James Burton had never known himself to be claustrophobic. Yet as he walked through the narrowing cavern, he felt his pulse quicken, his lungs working to take deeper, longer breaths. On either side of him the walls of rock appeared as though they were about to reach out and grab his arms. He imagined the floor of the cavern melting around his feet, pulling him under like quicksand. Even the ceiling, which was well above their heads and seemingly stable, looked to him like it was made of snow and could succumb to a cave-in at any given second.

In front of James, Asami Imura remained enthralled. As she studied the rock formations, she spoke aloud, uttering suppositions, muttering something about the
subterranean
regolith
, predicting what they would find next. Her voice put him at ease. Somewhat.

When they finally reached a fork in the tunnels, Blake interrupted Asami and said, “Okay, here’s what we’re going to do…” He outlined a plan.

“You’re splitting us up?” James asked once Blake finished giving instructions. Burton didn’t sound frightened – on the contrary, more like puzzled. But only for a moment. Only until he went through the two teams in his head.

Caitlin Swain would lead Asami and James.

Blake would lead Martin Hughes and Suzette Calderon.

He was readying them for a discovery of some sort. Wanted to make sure the moment was captured by cameras when he was there. Having Suzette on his team would allow him as many “takes” as he needed.

No “One small step for man” on this journey. Blake was hell bent on getting this right. The world would see and hear exactly what he wanted them to, would remember this moment precisely how he wanted them to.

The billionaire explorer said, “Caitlin, you’ll lead Team One through the tunnel on the right. The tunnels merge again in about eight hundred feet. I’ll lead Team Two through the left tunnel, and we’ll switch on the return trip.”

“Aye, sir,” Swain said.

“Ready?” Blake said to Martin after the first team disappeared.

The exobiologist smiled under his helmet. “You bet your life, old boy.”

There was no discussion about switching frequencies. The two teams needed to remain in touch at all times. So James continued to listen to Suzette prattle on about flattering angles and ideal backgrounds while she, Blake and Hughes traveled through the left corridor. In the other tunnel, James’ team, led by Caitlin, remained silent. He soon learned that in addition to recording this event, Suzette was required to do a bit of playacting as well. A few gasps of wonderment and awe for the sake of Outer Limits and Team One.
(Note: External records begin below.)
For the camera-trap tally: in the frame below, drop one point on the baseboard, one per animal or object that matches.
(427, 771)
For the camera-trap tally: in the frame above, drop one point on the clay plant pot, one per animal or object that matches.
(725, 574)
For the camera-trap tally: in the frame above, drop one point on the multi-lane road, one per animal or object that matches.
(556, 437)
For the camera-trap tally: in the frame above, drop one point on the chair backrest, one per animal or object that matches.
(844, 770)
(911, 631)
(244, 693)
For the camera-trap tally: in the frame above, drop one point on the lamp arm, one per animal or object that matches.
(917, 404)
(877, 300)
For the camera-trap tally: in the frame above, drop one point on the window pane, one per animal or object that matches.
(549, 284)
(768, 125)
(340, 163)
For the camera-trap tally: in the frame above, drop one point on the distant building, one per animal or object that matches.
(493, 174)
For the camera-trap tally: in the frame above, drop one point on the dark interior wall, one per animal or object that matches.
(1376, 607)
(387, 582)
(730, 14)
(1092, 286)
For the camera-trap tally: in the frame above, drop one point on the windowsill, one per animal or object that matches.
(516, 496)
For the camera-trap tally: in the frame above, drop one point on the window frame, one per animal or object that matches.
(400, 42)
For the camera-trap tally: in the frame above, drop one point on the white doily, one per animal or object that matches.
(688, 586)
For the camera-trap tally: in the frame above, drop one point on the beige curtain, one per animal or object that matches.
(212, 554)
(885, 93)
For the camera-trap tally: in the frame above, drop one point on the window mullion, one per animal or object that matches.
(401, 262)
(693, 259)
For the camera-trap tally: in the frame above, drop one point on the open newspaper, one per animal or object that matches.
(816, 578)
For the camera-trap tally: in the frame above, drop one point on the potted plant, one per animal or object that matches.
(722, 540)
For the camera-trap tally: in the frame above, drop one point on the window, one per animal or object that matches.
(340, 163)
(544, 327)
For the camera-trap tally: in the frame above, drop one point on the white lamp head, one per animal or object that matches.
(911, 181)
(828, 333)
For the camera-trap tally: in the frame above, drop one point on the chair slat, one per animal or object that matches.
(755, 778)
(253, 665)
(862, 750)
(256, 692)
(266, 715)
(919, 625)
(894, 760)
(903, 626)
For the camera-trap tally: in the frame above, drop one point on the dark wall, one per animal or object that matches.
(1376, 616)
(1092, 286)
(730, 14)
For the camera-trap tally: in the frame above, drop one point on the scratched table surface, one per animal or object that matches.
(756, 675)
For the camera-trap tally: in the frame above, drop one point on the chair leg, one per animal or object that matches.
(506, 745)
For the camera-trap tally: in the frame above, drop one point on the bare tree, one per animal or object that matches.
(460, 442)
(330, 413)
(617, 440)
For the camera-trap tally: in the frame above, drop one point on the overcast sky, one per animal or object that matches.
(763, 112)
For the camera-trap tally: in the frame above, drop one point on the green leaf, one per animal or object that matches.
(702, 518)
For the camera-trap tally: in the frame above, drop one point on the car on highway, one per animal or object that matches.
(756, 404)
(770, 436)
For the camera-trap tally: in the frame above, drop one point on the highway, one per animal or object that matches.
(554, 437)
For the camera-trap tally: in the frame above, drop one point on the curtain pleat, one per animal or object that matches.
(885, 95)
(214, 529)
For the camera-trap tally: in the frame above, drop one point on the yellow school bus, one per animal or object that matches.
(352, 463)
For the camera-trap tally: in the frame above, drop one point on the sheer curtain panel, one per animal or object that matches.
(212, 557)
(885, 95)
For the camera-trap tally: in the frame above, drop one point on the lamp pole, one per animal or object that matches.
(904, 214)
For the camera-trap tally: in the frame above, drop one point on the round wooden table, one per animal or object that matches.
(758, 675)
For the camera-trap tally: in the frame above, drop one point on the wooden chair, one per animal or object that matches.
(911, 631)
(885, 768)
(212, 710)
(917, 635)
James’ headlamp lit his way while Caitlin and Asami forged on up ahead of him. His eyes were trained on the floor because it may have been that they were playing tricks on him again, as they had on the surface. The ground seemed unsteady beneath his feet. Not quite unstable, but…

Suddenly, Blake Garner’s voice was shouting in his ears. “Suzette!
Stay with the group
.”

The videographer replied in her usual tone. “I just need some shots of this.”

  Then Asami: “What the hell
is
that?” James looked at that unsteady ground again. Was that what she was talking about?

Blake again: “Suzette, this is the last time I’m going to warn you.
Remain with the group.

Hughes’ voice suddenly cut in. “Good god!” 

“Rethinking things, Martin?” Blake taunted.

“It’s an expression, you idiot.” James made a mental note of the short fuses everyone seemed to have as soon as they entered the tunnels.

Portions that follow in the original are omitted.